Elongated shallow trays of this type are among the most elegant food serving vessels of the Northwest Coast and are somewhat less common than the bent corner and square bowls that were similarly employed. They held dry foods, often fish, and were brought out during important feasts and potlatch ceremonies. This one is in a typical rectangular form with slightly pointed ends at the top and bottom. With its undercut rim and scalloped ends, it resembles a canoe in profile. Steven Brown (1995, p. 116) notes that this type of container employs many features that are not related to its functon and suggests that this is an ancient form from the circum-Pacific region. He mentions similar shaped dishes from the Gilyak of Siberia, the Ainu of Japan, and even the Olmec of Mexico.

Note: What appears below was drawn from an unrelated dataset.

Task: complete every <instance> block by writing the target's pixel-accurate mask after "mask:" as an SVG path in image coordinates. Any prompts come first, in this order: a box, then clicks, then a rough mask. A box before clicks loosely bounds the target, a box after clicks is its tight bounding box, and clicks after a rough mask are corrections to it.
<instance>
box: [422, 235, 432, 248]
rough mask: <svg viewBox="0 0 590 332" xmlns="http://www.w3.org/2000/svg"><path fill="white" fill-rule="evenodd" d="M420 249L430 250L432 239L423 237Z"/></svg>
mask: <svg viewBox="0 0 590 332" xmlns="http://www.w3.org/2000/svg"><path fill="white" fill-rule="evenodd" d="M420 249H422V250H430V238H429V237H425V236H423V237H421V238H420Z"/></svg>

The beautiful reliefs on the arched surfaces of this tray are symmetrically carved with the representation of a large frontal bird head, perhaps as has been stated in a letter from Bill Holm, to the consignor (9/7/97). He notes the "spiral ears in the upper corners, the wing feathers (?) flanking the body, and the down-turned beak in the mouth." He continues, "your bowl is a very beautiful example of its kind and in extremely good condition." On most examples, the original pigments have worn away, but here, the black and vermillion paints are remarkably well preserved. All of the opercula inlays are intact as well. The dish can be dated to the second quarter of the 19th century. For somewhat related examples, see Brown (ibid); Collins et al. 1973 (p. 176, no. 233) and Wardwell, 1978 (p. 115, no. 91).
Please note a letter from Bill Holm to the consignor accompanies this lot.